[antlr-interest] ANTLR 3.0.1: invalid character column in a mismatch character error message.

Wed Aug 13 13:22:08 PDT 2008

Kay,

>Kay Röpke wrote:
> On Aug 13, 2008, at 12:33 PM, Foust wrote:
> 
> > Kay wrote:
> >> It adds up, as simple as that. The more you store, the greater your
> >> memory footprint is, the more pages it has to touch, the slower it
> >> gets. Especially if you are parsing huge input it makes a noticeable
> >> difference (and in most target languages the footprint of an int is
> >> not 4 or 8 bytes, it's much larger for all those managed languages).
> >
> > We could make that argument for any of Antlr's features, most of
> > which take
> > a lot more processing and memory than just a couple of ints. If
> > speed is the
> > only reason for not providing the intuitive functionality, then
> > there are
> > ways to architect it so that it only gets invoked for users who need
> > the
> > functionality (IoC is one, but there are others).
> 
> Which features are there that take a lot of memory based on the input?
> Apart from line information (which most of the time I don't "really"
> need to have stored, I can re-lex on error to produce the necessary
> information because an error will be expensive anyway), all I can see
> in CommonToken (for Java now) is necessary housekeeping information.
> E.g. the start/stop indices are used to grab the actual text from the
> input stream, rather than copying strings around.
> 
> I'm just saying that adding a column and the tab-width handling
> doesn't make that much sense, because it's not something you generally
> need.
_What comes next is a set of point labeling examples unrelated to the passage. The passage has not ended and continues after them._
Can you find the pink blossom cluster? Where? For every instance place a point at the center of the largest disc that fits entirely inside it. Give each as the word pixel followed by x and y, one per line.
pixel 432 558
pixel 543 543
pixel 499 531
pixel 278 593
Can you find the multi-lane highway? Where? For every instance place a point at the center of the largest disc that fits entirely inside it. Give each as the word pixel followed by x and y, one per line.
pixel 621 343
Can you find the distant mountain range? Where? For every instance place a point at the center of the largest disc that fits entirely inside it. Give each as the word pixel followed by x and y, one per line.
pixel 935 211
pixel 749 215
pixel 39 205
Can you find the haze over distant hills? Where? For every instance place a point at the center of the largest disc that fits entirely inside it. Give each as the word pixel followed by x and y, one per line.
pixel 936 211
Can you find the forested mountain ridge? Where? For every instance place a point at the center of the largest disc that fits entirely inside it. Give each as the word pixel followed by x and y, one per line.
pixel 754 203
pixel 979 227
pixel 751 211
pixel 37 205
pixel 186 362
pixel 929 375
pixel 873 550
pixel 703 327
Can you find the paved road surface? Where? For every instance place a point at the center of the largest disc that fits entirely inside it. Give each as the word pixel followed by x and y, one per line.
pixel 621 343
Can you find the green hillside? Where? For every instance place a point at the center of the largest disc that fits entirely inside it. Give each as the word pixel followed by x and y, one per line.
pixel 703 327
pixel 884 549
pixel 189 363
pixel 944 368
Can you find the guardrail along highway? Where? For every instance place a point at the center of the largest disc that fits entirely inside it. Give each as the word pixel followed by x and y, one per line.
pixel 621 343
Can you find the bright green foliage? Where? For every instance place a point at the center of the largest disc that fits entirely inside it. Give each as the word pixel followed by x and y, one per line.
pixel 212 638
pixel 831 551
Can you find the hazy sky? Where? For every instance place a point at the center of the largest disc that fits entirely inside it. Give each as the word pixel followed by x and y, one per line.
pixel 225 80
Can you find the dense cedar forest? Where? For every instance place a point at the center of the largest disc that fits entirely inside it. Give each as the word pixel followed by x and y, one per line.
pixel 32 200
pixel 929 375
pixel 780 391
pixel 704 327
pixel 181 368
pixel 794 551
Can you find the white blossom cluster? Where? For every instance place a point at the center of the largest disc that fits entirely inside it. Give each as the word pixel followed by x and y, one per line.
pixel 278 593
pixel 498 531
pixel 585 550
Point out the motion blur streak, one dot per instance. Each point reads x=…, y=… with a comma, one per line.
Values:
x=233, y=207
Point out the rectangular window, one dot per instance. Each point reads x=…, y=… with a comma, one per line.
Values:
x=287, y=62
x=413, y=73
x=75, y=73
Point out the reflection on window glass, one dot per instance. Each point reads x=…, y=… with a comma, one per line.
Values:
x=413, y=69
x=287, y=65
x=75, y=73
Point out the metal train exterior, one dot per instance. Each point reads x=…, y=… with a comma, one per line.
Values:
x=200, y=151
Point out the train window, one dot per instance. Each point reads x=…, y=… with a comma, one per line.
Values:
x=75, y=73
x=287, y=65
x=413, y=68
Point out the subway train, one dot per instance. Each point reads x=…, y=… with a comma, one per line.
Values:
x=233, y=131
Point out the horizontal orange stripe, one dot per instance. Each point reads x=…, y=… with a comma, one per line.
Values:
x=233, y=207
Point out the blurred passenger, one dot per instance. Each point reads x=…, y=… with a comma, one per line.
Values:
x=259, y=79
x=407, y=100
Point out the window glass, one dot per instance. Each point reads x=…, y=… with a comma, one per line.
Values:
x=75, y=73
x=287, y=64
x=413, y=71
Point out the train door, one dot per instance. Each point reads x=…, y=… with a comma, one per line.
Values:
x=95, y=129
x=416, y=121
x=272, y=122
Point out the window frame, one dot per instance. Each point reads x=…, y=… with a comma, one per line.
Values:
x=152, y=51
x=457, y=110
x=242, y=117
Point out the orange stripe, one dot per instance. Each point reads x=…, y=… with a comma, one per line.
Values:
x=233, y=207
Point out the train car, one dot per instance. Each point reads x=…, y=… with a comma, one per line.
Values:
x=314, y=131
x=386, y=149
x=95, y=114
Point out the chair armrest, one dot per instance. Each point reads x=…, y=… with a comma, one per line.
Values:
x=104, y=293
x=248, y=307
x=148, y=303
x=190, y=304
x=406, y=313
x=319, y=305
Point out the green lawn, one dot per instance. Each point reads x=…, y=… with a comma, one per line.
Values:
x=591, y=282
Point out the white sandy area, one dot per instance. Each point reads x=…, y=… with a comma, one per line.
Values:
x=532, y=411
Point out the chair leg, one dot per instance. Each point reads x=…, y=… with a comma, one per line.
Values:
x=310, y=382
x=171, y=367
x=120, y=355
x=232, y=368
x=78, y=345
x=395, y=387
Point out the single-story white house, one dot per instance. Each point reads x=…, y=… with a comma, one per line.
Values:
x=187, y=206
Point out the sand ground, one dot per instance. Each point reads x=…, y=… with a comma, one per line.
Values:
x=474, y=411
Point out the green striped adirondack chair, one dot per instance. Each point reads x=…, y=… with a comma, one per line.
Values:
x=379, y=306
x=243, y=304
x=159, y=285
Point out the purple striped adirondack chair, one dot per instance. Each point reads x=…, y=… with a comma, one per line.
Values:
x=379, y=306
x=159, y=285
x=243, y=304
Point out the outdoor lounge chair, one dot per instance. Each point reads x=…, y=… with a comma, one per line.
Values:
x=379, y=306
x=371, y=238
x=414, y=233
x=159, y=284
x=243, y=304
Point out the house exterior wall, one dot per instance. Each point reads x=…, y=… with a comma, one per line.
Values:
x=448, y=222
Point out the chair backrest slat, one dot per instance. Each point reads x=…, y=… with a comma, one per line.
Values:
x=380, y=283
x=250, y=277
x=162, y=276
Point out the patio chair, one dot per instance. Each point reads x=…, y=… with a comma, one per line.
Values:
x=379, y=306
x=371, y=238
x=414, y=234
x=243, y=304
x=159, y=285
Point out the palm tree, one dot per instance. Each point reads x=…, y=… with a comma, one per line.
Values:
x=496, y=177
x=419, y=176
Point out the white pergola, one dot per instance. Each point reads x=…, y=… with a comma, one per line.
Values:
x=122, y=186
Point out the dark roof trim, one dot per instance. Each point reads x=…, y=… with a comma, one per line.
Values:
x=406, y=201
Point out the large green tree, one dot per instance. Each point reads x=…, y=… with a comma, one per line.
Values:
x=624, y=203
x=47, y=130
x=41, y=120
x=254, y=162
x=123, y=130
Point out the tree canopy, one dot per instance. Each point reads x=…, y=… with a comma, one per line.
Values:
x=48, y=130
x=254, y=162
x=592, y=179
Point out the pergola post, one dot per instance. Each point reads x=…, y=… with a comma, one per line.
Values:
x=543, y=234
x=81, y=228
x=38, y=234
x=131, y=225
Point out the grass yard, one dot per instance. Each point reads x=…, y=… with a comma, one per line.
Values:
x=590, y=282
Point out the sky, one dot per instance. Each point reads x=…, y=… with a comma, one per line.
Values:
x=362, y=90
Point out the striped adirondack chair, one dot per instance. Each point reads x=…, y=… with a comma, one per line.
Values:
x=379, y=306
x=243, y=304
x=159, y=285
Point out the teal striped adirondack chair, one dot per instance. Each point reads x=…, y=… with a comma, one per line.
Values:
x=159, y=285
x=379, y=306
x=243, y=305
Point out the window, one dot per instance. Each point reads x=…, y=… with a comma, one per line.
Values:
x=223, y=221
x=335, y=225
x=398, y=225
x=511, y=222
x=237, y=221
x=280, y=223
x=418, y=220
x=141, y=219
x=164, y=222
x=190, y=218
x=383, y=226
If you do need it, it's almost trivial to add.
> 
> >
> > Even in managed languages, an integer field only takes 4 or 8 bytes.
> > (There
> > is no need to allocate an entirely separate object for each character
> > position.)
> 
> That's certainly not the case for reference counted (and weakly typed)
> languages like Perl. I believe Python uses the same approach as Perl
> (opaque structs that store multiple representations of their value
> internally, converting when necessary).
> At least Perl uses way more than 4 bytes per int on a 32bit machine.
> 
> BTW, I meant tokens not characters here. I agree it would be silly to
> wrap each char in an object. But if you have a huge number of short
> tokens, this get's noticeable.
> Of course, for short input it hardly makes any sense to even think
> about it...
> 
> >> I think the runtime should be minimal, because it's much easier to
> >> add
> >> functionality than to remove it
> >
> > That's a valid point.
> >
> > And what Antlr already provides (an accurate line and character pos)
> > is already good. But most editors display a 1-based column number. So
> > if the intent is to provide the grammar developer accurate feedback in
> > order to quickly locate the problem, then an accurate 1-based column
number
> > should be provided.
> 
> The problem is tab handling, otherwise I'd not argue about 0 vs 1.
> Letting it start at 1 kinda implies that we are telling the "column"
> even when we are not. It's not a column and can't be in the presence
> of tabs. Hence my fierce arguments ;)

I see.

> 
> > When using Vi, it is easy to go to a line#/character offset. But
> > Eclipse
> > (without the Vi plugin) doesn't allow you to move the right n
> > characters. It
> > just displays the column number, which varies with the spaces-per-tab
> > setting. Editor plugins, such as AntlrDT probably already take this
> > into
> > account.
> >
> > But most users probably think that column #1 means the first
> > character, not
> > the 2nd.
> 
> If I talk about column 1, then yes, I mean the first character. I'm
> human after all.
> But when I see charPosInLine, I think index (in c-speak).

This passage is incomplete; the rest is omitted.